My chief problem with the film and its massive amounts of praise is primarily shown in an early scene. When Cobb is teaching Ariadne (daft name) the basics of what they do, there's that lovely little exchange where he asks her how they got to the cafe. For me that indicated the true potential of the film as Nolan has effectively brought into question a century's worth of progressing editing techniques. Whereas Hollywood and most other cinema has strived for seamless experiences, with editing often used to erase any filler, to keep the experience focused and driven, that one exchange made me believe that we shouldn't trust it in this scenario. In the world of Inception, the trivial segments that are often dealt with utilising a smooth cut or segue are in fact of utmost importance, without them everything could be cast into doubt. To me I thought it was the beginning of what could have been revolutionary, an entirely new way of telling the story and upending what is expected from the editing suite.

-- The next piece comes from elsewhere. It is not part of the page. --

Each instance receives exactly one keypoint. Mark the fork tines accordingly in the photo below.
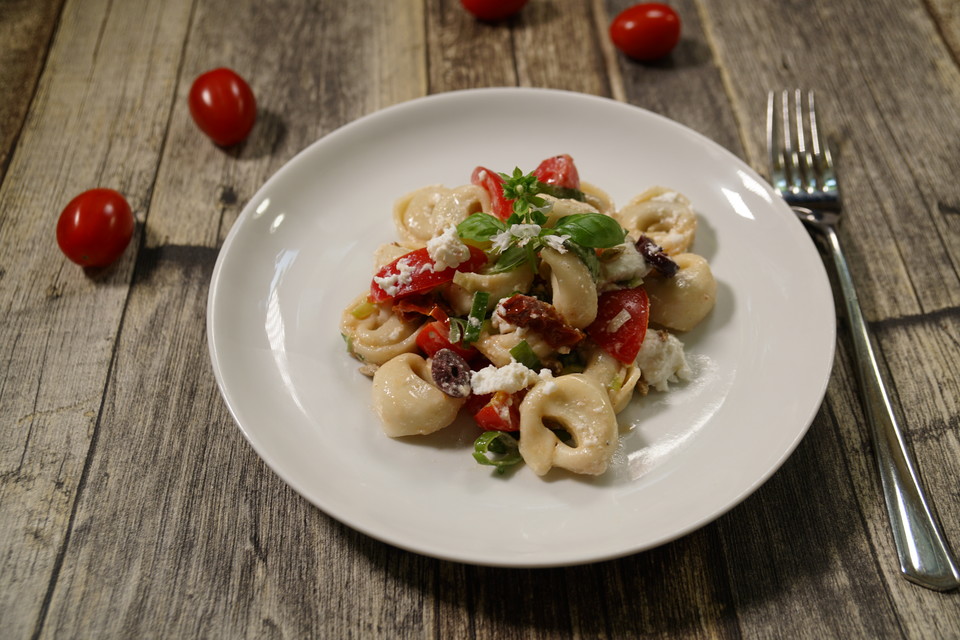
(800, 170)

And then it's forgotten about apart from when they're in the hotel and Cobb is talking to Fischer. Bummer. What we're left with is a technically innovative and well-executed but ultimately pretty straightforward heist film. And what could be seen as the great irony is that the editing is amongst the great things of the film, whereas it could've been revolutionary.

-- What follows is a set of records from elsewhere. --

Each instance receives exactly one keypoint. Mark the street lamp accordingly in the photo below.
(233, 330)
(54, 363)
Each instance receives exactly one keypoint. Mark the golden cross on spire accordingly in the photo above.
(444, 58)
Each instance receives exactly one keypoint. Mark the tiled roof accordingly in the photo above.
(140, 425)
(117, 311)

That's more or less my primary gripe. Good film, but hinted at being truly great in the first half.
To make this worthy of this thread as opposed to the Inception review thread, that gripe can be translated towards most of Nolan's films. They open strong, and tantalise with innovative concepts and intriguing developments, but then descend into predictability, if still being very well-made. The Dark Knight for example got me all worked up at the thought of its take on Good and Evil, what with the character development of Harvey Dent, but then ended in a fairly by-the-numbers fashion, his character arc wasted, and the film being a let down, if only because it teased at so much more.
The overlong running times of his films don't exactly help either.